Ducking through the door, we enter a small round thatched roof house with a dirt floor – this is Myanmar. It is smoky and dark; the only light is coming from the doorway, and the cook fire in the center of the room. A little woman bundled in layers and a sock hat greets us with a ready smile and a sparkle in her 70-year-old eyes. She is insistent on making us tea and a snack of fried strips of mashed rice powder cakes. We sit on makeshift wooden stools, as she starts chatting and we begin the dance of communication with help from our guide.
This is why we travel. We have come to Myanmar, looking forward to new cultural experience. Another one of those trips our family and friends ask, “and why are you going there”? It’s all about stepping outside of our comfort zone and appreciating life unlike our own.
Before we begin our story we must thank Teri Goldstein at TG Travel Group LLC, www.travelswithteri.com , for designing an incredible cultural trip for us. Teri created a trip including markets, spiritual sites, villages of local tribes and the people of Myanmar. We traveled through Yangon, Loikaw, Kayaw villages, Bagan, Mandalay, Mingun, and Amarapura absorbing the riches of Myanmar.
We began our trip in Yangon, once the capital of Myanmar. Wondering through the streets of Yangon, we make our way to the old Chinese street market where locals shop for their daily foods and engage in social connections. We get our first sighting of women and children with a chalky paint on their faces. It is a cream made from Thanakha bark that is ground with water on a stone plate, then applied mostly on the face for a sunscreen and moisturizer.
As we turn a corner into the market area, the streets are overflowing with an abundance of goods washing our senses with the color, smells, sounds and textures of the region. An excellent start to our trip, lighting was perfect, and people were happy to have their photo taken. Our visits to various markets were enhanced by our guide who fostered interaction with the venders sharing information about the unusual produce of the area, including trying local snacks, and of course the tea.

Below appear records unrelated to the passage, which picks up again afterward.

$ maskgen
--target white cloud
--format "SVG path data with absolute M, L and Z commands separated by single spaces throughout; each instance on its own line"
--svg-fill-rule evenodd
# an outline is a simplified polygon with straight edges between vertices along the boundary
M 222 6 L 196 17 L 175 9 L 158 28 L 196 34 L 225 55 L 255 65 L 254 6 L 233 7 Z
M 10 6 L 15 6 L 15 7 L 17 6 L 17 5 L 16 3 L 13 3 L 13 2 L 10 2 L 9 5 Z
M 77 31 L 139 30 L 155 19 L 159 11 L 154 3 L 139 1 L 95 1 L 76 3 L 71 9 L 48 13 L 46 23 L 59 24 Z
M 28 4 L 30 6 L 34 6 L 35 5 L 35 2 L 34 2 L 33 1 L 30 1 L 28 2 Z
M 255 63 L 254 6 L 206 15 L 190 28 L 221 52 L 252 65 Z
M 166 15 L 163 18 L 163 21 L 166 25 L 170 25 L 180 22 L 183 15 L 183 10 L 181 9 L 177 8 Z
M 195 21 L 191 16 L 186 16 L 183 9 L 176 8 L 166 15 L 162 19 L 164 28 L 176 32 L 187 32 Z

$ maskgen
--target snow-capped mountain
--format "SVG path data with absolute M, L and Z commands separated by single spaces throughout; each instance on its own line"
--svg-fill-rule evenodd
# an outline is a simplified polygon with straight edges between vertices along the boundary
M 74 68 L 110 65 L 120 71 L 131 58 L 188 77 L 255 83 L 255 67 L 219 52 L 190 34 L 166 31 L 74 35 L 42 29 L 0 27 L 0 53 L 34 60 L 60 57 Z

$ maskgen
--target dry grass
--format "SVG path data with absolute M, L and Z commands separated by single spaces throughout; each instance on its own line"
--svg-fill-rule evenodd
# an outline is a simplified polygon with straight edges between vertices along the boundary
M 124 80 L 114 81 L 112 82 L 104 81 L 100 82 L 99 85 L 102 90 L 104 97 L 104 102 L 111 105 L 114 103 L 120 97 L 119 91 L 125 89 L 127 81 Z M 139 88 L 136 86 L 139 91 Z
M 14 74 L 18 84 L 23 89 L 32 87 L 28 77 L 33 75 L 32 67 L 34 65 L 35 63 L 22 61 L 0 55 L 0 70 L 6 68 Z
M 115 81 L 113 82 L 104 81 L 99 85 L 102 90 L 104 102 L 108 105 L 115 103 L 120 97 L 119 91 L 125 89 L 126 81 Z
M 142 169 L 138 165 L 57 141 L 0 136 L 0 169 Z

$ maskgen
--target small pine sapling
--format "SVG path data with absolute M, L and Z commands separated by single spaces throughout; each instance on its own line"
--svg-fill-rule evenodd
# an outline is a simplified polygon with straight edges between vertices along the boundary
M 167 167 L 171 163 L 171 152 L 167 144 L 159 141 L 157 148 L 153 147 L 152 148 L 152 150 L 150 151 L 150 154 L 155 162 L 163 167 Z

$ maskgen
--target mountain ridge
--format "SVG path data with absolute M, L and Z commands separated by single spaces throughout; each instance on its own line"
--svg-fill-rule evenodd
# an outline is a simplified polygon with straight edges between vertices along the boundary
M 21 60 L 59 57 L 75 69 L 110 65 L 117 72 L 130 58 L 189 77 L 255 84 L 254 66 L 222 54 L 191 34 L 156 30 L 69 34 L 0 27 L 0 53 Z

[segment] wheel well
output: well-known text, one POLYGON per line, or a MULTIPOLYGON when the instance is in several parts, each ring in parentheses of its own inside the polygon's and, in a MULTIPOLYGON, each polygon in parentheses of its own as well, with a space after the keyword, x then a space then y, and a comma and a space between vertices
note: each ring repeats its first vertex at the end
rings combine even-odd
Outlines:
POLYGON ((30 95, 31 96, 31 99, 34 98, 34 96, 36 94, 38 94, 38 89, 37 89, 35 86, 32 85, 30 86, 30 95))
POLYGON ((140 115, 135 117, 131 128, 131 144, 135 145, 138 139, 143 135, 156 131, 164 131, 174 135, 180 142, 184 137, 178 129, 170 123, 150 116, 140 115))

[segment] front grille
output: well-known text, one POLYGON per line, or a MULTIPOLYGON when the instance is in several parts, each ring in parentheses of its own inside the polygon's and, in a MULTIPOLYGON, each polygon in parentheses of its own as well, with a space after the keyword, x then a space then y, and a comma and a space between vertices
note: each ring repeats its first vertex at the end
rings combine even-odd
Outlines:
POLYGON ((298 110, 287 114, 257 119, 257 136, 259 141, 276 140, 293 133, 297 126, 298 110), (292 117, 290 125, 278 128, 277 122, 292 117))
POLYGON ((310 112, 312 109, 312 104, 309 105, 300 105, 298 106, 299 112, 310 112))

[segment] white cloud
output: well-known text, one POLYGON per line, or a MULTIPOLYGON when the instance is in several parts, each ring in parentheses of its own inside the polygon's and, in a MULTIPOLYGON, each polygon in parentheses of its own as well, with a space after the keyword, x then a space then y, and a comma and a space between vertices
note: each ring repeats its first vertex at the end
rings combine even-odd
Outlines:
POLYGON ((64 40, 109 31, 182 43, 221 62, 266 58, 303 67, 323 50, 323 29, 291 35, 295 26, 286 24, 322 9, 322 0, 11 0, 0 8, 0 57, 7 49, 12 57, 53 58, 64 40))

A common site in almost all cities are monks and nuns walking through the streets often carrying donation urns for their afternoon meal. We visited several monasteries and nunneries observing their daily life and traditional calling to the afternoon meal. The monks lined up outside and waited for the wooden gong that signaled time to enter. They made their way into the eating hall with their donations of the day. Sitting on the floor at the low tables and after a group prayer they shared their meal.

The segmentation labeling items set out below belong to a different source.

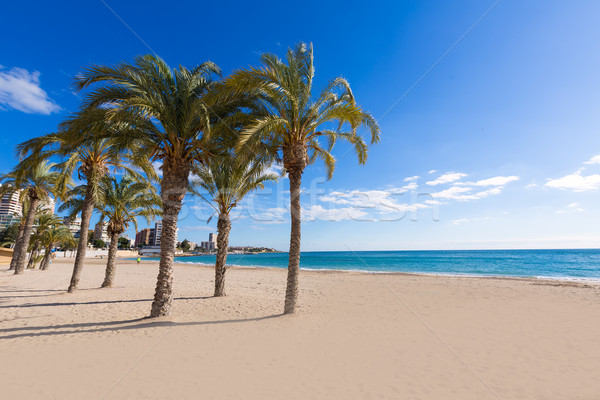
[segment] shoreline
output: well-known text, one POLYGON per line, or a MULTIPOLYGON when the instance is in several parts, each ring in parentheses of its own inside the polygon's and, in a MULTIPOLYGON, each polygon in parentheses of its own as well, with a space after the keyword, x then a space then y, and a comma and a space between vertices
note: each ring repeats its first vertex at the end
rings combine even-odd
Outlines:
POLYGON ((0 268, 0 354, 28 371, 0 377, 5 396, 494 398, 487 386, 524 400, 600 392, 598 285, 302 271, 300 309, 282 315, 285 269, 232 266, 227 295, 213 297, 213 266, 177 263, 171 315, 149 319, 159 263, 119 258, 115 285, 100 288, 105 265, 86 259, 74 293, 66 293, 72 259, 18 276, 0 268))
MULTIPOLYGON (((142 261, 144 259, 142 258, 142 261)), ((146 262, 156 262, 156 260, 145 260, 146 262)), ((178 262, 174 261, 175 264, 191 265, 200 267, 213 267, 214 264, 205 263, 193 263, 193 262, 178 262)), ((248 268, 248 269, 274 269, 286 271, 284 267, 273 267, 273 266, 262 266, 262 265, 239 265, 239 264, 227 264, 227 268, 248 268)), ((400 276, 441 276, 447 278, 482 278, 482 279, 508 279, 508 280, 530 280, 530 281, 556 281, 556 282, 576 282, 576 283, 588 283, 600 286, 600 278, 586 278, 586 277, 555 277, 555 276, 525 276, 525 275, 479 275, 479 274, 460 274, 452 272, 416 272, 416 271, 367 271, 358 269, 326 269, 326 268, 302 268, 301 271, 306 272, 324 272, 324 273, 356 273, 366 275, 400 275, 400 276)))

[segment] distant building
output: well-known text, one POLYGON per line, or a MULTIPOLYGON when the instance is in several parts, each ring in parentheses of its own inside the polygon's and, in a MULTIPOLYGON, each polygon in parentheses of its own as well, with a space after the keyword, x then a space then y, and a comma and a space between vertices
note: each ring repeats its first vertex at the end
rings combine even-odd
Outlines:
POLYGON ((162 237, 162 221, 156 221, 154 224, 153 245, 160 246, 160 238, 162 237))
POLYGON ((146 228, 146 229, 142 229, 141 231, 139 231, 135 235, 134 246, 135 247, 138 247, 138 246, 149 246, 150 245, 150 237, 153 236, 152 232, 151 232, 152 230, 153 229, 146 228))
POLYGON ((121 236, 119 239, 125 239, 127 240, 127 247, 133 247, 133 239, 130 238, 129 236, 121 236))
POLYGON ((42 201, 42 204, 40 204, 39 209, 46 210, 46 211, 54 214, 55 207, 56 207, 56 202, 54 201, 54 199, 52 197, 48 197, 47 200, 42 201))
POLYGON ((217 235, 215 235, 214 233, 209 233, 208 242, 200 242, 200 248, 203 250, 216 250, 217 235))
POLYGON ((96 227, 94 228, 94 240, 102 240, 104 243, 108 243, 110 238, 108 237, 108 232, 106 231, 107 227, 108 222, 100 223, 100 221, 98 221, 96 227))
POLYGON ((0 230, 19 222, 23 213, 23 205, 19 201, 21 191, 8 193, 0 199, 0 230))
POLYGON ((74 220, 70 220, 69 217, 64 217, 63 224, 69 228, 74 238, 79 237, 81 233, 81 218, 75 217, 74 220))

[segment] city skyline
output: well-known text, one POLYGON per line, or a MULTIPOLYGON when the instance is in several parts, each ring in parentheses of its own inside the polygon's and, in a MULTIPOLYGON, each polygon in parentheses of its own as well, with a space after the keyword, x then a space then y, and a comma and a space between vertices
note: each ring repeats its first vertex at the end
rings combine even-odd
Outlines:
MULTIPOLYGON (((323 15, 337 11, 333 4, 323 6, 323 15)), ((23 6, 6 7, 18 12, 23 6)), ((360 105, 379 121, 382 141, 371 147, 365 166, 348 154, 349 146, 337 147, 331 181, 325 180, 322 164, 307 168, 303 250, 600 243, 600 232, 589 223, 600 218, 595 207, 600 200, 600 55, 589 51, 600 35, 594 18, 599 4, 460 1, 432 9, 389 2, 382 5, 386 13, 365 10, 344 42, 331 37, 320 16, 279 26, 276 39, 271 28, 249 33, 241 20, 226 30, 209 21, 224 35, 225 50, 222 43, 187 39, 168 44, 151 24, 136 20, 138 8, 131 4, 114 6, 123 21, 131 22, 129 28, 101 3, 82 5, 98 16, 103 29, 76 18, 72 25, 56 27, 47 16, 68 18, 81 10, 40 7, 27 30, 15 21, 0 28, 6 37, 21 37, 0 45, 6 55, 0 68, 1 172, 16 163, 19 142, 52 132, 76 110, 81 94, 72 90, 73 78, 92 63, 114 64, 155 52, 171 65, 210 59, 227 75, 257 65, 262 52, 282 57, 287 47, 305 40, 315 48, 315 88, 336 76, 347 78, 360 105), (252 40, 227 41, 239 35, 252 40), (69 49, 80 51, 48 45, 63 36, 72 39, 69 49), (19 50, 23 41, 31 51, 19 50), (97 46, 88 48, 90 41, 97 46), (63 56, 54 57, 57 52, 63 56)), ((349 7, 339 18, 345 13, 356 18, 355 11, 349 7)), ((190 34, 191 26, 177 29, 190 34)), ((266 186, 234 211, 240 216, 233 221, 233 245, 287 250, 287 180, 266 186)), ((206 223, 210 216, 198 199, 187 197, 180 238, 199 242, 206 232, 215 232, 215 218, 206 223)), ((132 227, 127 234, 133 237, 132 227)))

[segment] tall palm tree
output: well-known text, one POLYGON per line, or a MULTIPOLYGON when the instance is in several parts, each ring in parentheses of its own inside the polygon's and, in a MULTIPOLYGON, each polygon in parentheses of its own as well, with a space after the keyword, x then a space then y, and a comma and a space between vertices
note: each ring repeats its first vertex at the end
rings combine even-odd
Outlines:
POLYGON ((212 62, 173 70, 147 55, 133 64, 92 66, 77 79, 79 89, 94 86, 87 94, 88 106, 106 107, 113 121, 135 126, 113 136, 119 146, 132 149, 137 159, 162 163, 163 231, 151 317, 171 310, 177 219, 192 167, 209 156, 210 128, 220 110, 205 100, 218 74, 212 62))
MULTIPOLYGON (((46 161, 33 162, 32 159, 27 162, 20 162, 9 174, 2 177, 2 181, 7 187, 15 190, 21 190, 22 196, 28 197, 29 207, 25 222, 23 224, 23 234, 16 243, 13 252, 15 260, 15 275, 25 270, 25 261, 27 259, 27 250, 33 233, 33 223, 36 211, 39 205, 48 200, 51 194, 56 195, 56 183, 59 179, 59 173, 53 171, 55 165, 46 161)), ((67 184, 69 181, 65 181, 67 184)))
MULTIPOLYGON (((81 277, 90 218, 98 200, 100 179, 107 175, 111 168, 135 174, 126 166, 129 160, 127 151, 110 139, 110 135, 122 127, 109 121, 106 115, 105 109, 82 109, 63 122, 59 132, 31 139, 18 147, 22 156, 31 154, 28 158, 63 157, 64 161, 59 164, 62 173, 58 181, 58 186, 63 192, 67 191, 66 182, 71 179, 75 171, 77 177, 86 182, 85 200, 81 208, 80 238, 68 288, 69 293, 77 289, 81 277)), ((144 165, 140 166, 145 168, 144 165)))
POLYGON ((40 237, 40 243, 44 246, 44 258, 40 263, 40 269, 46 270, 50 265, 52 249, 60 243, 70 241, 73 235, 54 214, 40 217, 36 230, 36 235, 40 237))
POLYGON ((231 220, 229 213, 249 192, 262 189, 264 182, 277 180, 267 173, 260 160, 224 154, 213 157, 194 169, 190 191, 206 201, 219 214, 217 222, 217 259, 215 262, 215 297, 225 295, 225 272, 231 220))
POLYGON ((312 45, 300 43, 289 49, 285 62, 273 54, 263 54, 261 62, 261 68, 235 71, 224 84, 234 92, 246 92, 256 98, 255 120, 242 132, 238 147, 260 143, 281 154, 289 176, 292 224, 284 307, 288 314, 296 311, 298 297, 302 173, 320 158, 331 178, 335 166, 331 150, 338 139, 349 142, 358 162, 364 164, 368 149, 358 129, 366 127, 371 143, 376 143, 379 126, 356 104, 350 85, 343 78, 333 79, 313 97, 312 45))
MULTIPOLYGON (((71 209, 71 215, 76 215, 83 208, 84 201, 85 197, 81 193, 68 202, 67 207, 71 209)), ((150 222, 160 215, 160 205, 160 197, 149 182, 137 181, 130 176, 125 176, 120 181, 109 176, 102 178, 96 208, 101 214, 100 223, 108 220, 107 232, 110 236, 103 288, 111 287, 114 281, 119 236, 130 223, 133 223, 137 231, 137 217, 143 217, 150 222)))

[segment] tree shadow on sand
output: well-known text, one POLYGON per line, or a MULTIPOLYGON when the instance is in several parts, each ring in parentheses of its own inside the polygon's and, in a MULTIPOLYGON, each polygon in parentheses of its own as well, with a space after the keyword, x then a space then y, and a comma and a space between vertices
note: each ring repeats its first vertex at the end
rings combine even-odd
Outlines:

Other spiritual sites were the beautiful Pagodas and temples with their opulent golden Buddha’s and stupas. These are popular areas not only for tourists but also for families coming to share meals, give offerings, and pray.
While in Laikaw, we traveled into the hillsides to visit Kayaw villages with traditional dress and homes. The village was alive with women and children hiking up and down the hillsides carrying food, water and other necessities. We were weary just walking from house to house. Many women in the villages were widows taking care of grandchildren and household chores because the sons and daughters were out in the fields or in the larger towns working. Some still wore the traditional dress, with huge pierced earlobes, layers of necklaces and bracelets, and the famous longneck woman with the rings of brass lengthening their necks, and brass rings around their arms and legs. These traditions are fading for the younger women; some wear the traditional rings and dress only for celebrations.
A visit to Myanmar would not be complete without the balloon trip over Bagan. An early morning start arriving in an open field with giant red, green and yellow balloons laying flat on the ground. With the roar of the fires and fans starting to fill up the giants began to expand and rise. We climbed into the basket and slowing floated high and low over 1,000’s of ancient stupas and temples glowing as the sun and our balloon rose above them. The temples weren’t the only sights, from our aerial view we witnessed the countryside come to life, animals being fed and some being herded to grazing areas, wagons carrying goods to town, or people to work. And when we didn’t thought it couldn’t get any better, we land and gather for a Champagne toast. Life is good.